One interesting area of renewable energy receiving little attention is wave energy, even though the first known patent to utilize energy from ocean waves dates to 1799.

The first commercial wave farm-the Aguçadoura Wave Park in Portugal-operated briefly in 2008 and there are a handful of projects in development, including one in Oregon.

There are sections in the Baltic Sea, the Mediterranean, the North Sea in Europe, and ocean areas closer to the equator that exhibit less turbulence than open oceans and produce steady waves.

Proposals in the 1970s focused on large, expensive mechanical structures. Newer studies focus on smaller energy converters in large arrays.

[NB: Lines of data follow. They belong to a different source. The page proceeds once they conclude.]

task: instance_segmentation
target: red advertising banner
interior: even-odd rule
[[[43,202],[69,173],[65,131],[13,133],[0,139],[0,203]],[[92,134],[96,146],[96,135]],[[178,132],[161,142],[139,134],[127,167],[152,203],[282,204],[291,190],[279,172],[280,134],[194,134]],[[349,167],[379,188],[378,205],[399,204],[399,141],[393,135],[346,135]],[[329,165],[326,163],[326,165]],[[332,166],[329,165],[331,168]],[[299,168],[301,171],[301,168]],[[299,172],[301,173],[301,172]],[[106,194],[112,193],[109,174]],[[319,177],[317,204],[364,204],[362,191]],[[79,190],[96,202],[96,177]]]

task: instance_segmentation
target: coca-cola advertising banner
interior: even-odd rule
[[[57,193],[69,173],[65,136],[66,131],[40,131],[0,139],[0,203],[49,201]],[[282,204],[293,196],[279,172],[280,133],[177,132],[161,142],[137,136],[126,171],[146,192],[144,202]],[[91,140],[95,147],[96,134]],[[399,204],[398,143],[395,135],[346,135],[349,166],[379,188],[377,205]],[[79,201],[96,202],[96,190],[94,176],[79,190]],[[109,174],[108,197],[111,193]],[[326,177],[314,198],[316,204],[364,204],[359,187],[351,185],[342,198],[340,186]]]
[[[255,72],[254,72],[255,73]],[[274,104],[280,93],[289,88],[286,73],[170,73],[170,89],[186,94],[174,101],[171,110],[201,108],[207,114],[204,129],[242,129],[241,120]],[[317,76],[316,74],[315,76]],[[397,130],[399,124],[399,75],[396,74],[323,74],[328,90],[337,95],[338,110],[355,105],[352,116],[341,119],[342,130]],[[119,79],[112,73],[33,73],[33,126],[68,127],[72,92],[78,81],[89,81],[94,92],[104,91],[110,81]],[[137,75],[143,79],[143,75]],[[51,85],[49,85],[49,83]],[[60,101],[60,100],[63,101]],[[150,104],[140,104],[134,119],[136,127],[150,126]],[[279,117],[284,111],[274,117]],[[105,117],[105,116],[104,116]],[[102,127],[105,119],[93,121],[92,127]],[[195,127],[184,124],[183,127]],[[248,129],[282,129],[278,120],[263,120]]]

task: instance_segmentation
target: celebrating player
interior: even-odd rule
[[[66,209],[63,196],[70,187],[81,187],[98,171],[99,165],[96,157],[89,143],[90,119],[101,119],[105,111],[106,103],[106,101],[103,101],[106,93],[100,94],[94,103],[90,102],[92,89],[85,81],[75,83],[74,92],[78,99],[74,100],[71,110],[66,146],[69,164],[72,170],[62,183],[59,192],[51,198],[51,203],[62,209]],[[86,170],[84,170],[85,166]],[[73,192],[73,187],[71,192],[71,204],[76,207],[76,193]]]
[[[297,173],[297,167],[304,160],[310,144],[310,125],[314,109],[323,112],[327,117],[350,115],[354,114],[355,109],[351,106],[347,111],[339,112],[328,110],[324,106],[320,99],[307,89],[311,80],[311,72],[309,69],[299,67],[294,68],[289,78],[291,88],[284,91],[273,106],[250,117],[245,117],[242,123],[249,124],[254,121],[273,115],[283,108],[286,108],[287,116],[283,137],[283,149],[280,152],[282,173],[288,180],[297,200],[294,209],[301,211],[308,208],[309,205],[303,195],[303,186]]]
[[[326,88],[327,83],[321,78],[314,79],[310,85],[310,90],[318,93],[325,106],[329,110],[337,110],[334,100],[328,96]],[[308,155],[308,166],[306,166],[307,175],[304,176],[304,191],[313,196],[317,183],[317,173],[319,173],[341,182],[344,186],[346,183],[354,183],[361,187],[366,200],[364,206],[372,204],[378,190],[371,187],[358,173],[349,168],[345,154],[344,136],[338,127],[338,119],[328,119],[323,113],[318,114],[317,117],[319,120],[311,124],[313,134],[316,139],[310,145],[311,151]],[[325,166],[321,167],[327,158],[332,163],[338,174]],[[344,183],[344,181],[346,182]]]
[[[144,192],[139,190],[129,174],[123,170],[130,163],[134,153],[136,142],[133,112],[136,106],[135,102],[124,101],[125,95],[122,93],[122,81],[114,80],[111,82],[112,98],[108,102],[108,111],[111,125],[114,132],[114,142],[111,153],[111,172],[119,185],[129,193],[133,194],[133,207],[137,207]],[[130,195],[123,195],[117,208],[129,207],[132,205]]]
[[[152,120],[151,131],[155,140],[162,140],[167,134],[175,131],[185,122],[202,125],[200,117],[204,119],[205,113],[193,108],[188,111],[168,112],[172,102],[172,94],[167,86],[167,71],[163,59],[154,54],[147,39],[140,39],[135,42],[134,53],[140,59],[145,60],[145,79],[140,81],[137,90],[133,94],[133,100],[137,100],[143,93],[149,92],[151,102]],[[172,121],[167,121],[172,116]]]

Engineers at Bayer MaterialScience are exploring the potential for electroactive polymers to produce electricity from waves.

“Using the same technology that takes electricity and converts it into mechanical movement through a polymer, we can actually move the polymer with waves and generate electricity,” says Patrick Thomas, CEO of BMS. “So with the future this may well be a route towards achieving low-maintenance wave power.”

To work well as dielectric elastomers, polymers must have high electrical breakdown strength, a low modulus of elasticity for large or small deformations, and a high dielectric constant. One example of a candidate polymer is 4900 VHB acrylic from 3M Corp. A BMS subsidiary called Artificial Muscle is commercializing electroactive polymers.

Bayer has talked to partners about the potential development of plants that would generate electricity to liquefy natural gas at the wellhead.